Two patients in the US died last week in a leukaemia drug trial, despite being under close medical supervision.

The trial has been put on hold following the news, which is devastating for the families involved, but also a blow for scientists working on T-cell therapy - heralded as one of the most promising new treatments in cancer research.

The drug, which is called JCAR015, works by taking a patient's own T-cells - a type of white blood cell - and reprogramming them to hunt down leukaemia cells.

They then populate in the bloodstream, and destroy cells before they become tumours. Similar therapies have shown "unprecedented success", with a trial earlier this year seeing 94 percent of patients with advanced leukaemia go into remission.

But the side effects can be intense, because scientists have to first wipe out existing T-cells using chemotherapy before the treatment.

The trial, which is being run by a start-up called Juno therapeutics, has now had three patients die in total, including the two last week and one back in May. There were 20 patients enrolled in the trial.

"This is a humbling experience," Juno's CEO, Hans Bishop, told Matthew Herper from Forbes. "No doubt it is difficult for the physicians who are looking after these patients and their families. Clearly these therapies are potent, that's why they offer the potential for cures. We're still learning to use them in the safest, most efficacious way."

The three patients who have died were all in their 20s, and were suffering from relapsed B-cell lymphoma. Their deaths were all linked to cerebral oedema, or swelling of the brain.

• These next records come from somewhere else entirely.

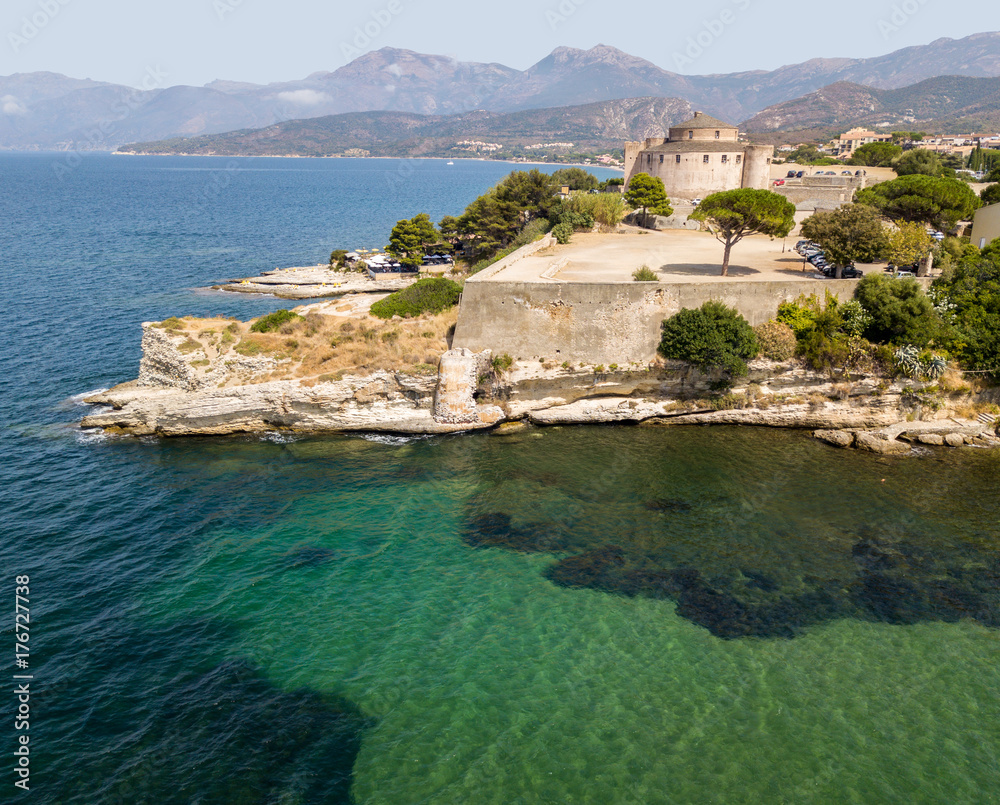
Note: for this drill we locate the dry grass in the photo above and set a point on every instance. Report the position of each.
(319, 347)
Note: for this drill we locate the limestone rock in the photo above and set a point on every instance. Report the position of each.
(838, 438)
(877, 443)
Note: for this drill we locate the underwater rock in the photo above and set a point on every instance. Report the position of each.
(672, 505)
(495, 530)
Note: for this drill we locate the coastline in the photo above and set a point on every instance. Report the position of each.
(231, 392)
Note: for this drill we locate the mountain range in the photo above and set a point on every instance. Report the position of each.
(50, 111)
(588, 128)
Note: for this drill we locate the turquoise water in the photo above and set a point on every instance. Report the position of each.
(319, 619)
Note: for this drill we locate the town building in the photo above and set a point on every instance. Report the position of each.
(986, 225)
(699, 157)
(850, 141)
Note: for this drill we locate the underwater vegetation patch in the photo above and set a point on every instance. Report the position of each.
(882, 580)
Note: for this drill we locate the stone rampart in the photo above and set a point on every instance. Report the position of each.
(606, 323)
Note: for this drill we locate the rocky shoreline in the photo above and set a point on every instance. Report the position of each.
(312, 282)
(234, 395)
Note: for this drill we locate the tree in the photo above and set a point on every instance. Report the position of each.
(409, 240)
(649, 193)
(876, 155)
(575, 179)
(909, 243)
(852, 233)
(942, 203)
(901, 312)
(921, 161)
(734, 214)
(493, 221)
(711, 337)
(973, 289)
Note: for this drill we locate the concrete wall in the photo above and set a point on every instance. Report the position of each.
(605, 323)
(986, 226)
(692, 177)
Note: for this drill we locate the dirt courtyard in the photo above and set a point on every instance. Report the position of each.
(674, 255)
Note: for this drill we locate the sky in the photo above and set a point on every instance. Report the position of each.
(262, 41)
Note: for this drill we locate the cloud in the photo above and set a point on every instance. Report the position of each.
(12, 107)
(304, 97)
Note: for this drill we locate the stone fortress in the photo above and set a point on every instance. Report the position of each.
(701, 156)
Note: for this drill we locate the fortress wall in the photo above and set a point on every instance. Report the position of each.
(605, 323)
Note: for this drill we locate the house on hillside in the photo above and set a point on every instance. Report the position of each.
(700, 156)
(986, 225)
(850, 141)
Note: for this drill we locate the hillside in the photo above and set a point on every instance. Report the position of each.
(950, 104)
(591, 127)
(45, 110)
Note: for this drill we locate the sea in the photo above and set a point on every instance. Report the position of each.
(563, 615)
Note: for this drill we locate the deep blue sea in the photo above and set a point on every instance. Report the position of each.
(567, 615)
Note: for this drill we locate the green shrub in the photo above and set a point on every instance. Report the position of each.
(777, 340)
(502, 363)
(901, 313)
(273, 321)
(424, 296)
(562, 232)
(799, 316)
(712, 336)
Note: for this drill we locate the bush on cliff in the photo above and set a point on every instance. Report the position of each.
(424, 296)
(777, 341)
(710, 337)
(273, 321)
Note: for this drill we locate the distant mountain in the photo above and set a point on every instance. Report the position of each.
(950, 104)
(599, 126)
(45, 110)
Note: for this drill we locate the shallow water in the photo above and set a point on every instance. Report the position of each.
(287, 619)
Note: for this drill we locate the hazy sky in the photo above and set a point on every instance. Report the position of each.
(196, 41)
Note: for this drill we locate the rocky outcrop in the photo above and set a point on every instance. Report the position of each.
(380, 402)
(458, 381)
(232, 394)
(897, 439)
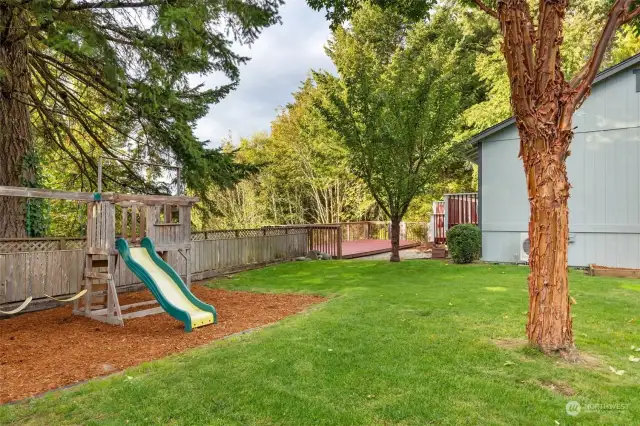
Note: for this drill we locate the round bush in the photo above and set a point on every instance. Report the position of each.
(464, 243)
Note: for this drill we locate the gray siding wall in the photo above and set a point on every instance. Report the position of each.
(604, 171)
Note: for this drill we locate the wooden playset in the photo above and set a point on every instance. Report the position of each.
(163, 222)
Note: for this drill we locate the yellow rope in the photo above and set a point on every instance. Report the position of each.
(19, 308)
(71, 299)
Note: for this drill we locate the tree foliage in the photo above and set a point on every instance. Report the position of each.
(395, 104)
(304, 175)
(112, 78)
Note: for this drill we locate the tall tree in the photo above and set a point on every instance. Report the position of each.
(543, 102)
(61, 58)
(395, 104)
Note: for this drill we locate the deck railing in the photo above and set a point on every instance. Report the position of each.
(38, 266)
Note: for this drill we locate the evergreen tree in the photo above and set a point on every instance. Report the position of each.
(111, 77)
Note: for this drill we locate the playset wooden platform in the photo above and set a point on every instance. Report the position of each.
(165, 220)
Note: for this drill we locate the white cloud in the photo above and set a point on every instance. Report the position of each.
(280, 60)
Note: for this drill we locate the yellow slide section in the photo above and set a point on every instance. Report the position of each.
(168, 288)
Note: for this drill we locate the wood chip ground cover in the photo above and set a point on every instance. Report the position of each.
(49, 349)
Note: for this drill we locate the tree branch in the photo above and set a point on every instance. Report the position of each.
(67, 7)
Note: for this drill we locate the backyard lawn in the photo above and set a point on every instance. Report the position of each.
(419, 342)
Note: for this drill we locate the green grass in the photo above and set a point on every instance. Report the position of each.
(408, 343)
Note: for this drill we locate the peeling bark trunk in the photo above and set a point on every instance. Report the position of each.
(549, 323)
(15, 137)
(395, 240)
(543, 104)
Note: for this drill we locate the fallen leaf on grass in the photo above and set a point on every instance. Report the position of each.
(618, 372)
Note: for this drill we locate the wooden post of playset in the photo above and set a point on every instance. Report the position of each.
(101, 299)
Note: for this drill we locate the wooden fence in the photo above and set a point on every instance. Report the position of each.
(456, 209)
(35, 267)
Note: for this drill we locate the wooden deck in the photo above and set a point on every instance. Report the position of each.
(361, 248)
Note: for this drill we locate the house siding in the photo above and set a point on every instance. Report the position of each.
(603, 169)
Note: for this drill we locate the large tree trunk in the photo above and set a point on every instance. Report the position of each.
(395, 239)
(549, 323)
(15, 138)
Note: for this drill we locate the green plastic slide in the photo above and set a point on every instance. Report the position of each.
(166, 285)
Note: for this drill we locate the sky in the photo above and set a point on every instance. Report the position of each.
(281, 59)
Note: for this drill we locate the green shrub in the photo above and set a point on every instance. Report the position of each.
(464, 243)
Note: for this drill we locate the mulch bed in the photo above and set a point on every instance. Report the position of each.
(49, 349)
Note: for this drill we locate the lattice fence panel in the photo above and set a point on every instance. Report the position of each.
(230, 234)
(39, 244)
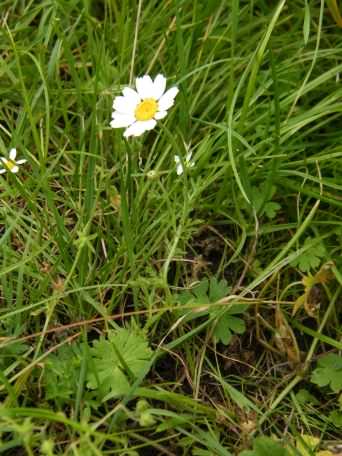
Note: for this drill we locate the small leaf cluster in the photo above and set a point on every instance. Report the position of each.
(204, 295)
(114, 363)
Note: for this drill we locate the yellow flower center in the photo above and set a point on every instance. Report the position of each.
(146, 109)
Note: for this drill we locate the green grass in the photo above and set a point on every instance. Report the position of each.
(98, 233)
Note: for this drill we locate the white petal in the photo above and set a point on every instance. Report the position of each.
(179, 169)
(167, 100)
(122, 120)
(159, 86)
(145, 87)
(160, 115)
(124, 105)
(135, 129)
(148, 124)
(132, 95)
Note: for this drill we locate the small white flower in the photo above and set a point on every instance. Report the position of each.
(138, 110)
(11, 164)
(187, 163)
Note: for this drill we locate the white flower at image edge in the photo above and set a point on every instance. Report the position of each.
(138, 110)
(187, 163)
(11, 164)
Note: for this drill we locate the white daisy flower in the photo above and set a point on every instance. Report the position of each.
(187, 163)
(11, 164)
(138, 110)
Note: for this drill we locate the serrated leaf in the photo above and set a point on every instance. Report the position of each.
(61, 372)
(329, 372)
(111, 357)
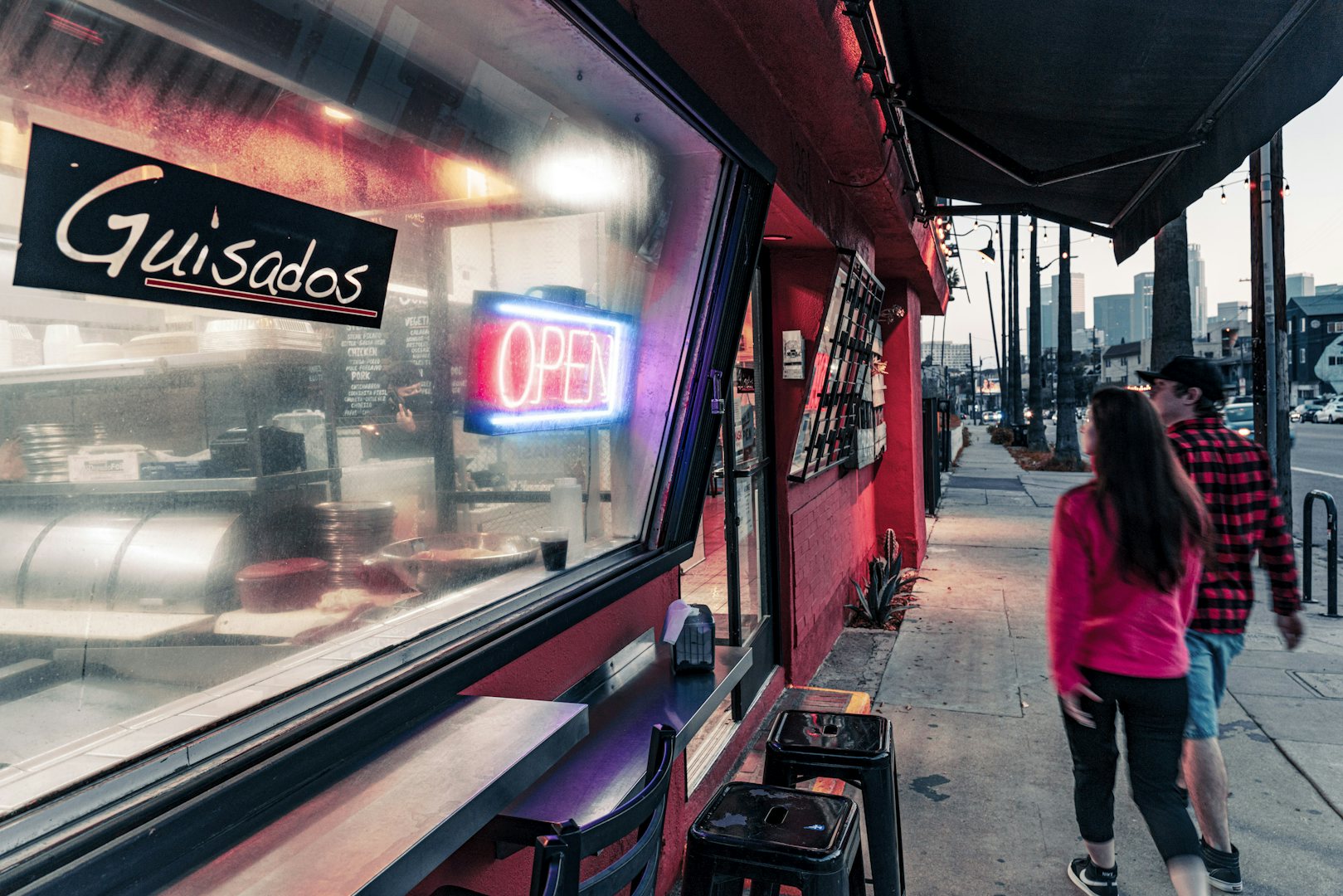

While the company is still investigating these deaths, the culprit seems to be a chemotherapy drug called fludarabine.

In T-cell therapy, chemotherapy is given before the genetically engineered white blood cells are injected back into the patient, so that the new, cancer-killing T-cells can then repopulate the blood stream.

At the start of the JCAR015 trial, doctors were only giving patients a chemotherapy drug called cytoxan during that step, and with positive results. As Herper reports, early studies conducted at the Memorial Sloan-Kettering Cancer Centre in New York showed a response rate of around 80 percent.

But Juno is also running eight other T-cell trials at the moment, and in those it found that results seemed to be even better when they added fludarabine - so they decided to start giving the JCAR015 patients flubarabine in addition to cytoxan partway through the trial.

When the first patient died back in May after being given the combination of the drugs, the researchers running the trial didn't think it was related to the treatment - a conclusion backed up by the data safety monitoring board, and external regulators.

But when two more deaths occurred as a result of cerebral oedema last week, the trial was put on hold by the Food and Drug Administration (FDA), until Juno can prove that it's safe to continue.

The company is now proposing to the FDA that they restart the trial only using cytoxan again, and Herper reports that they should have a decision within the next month.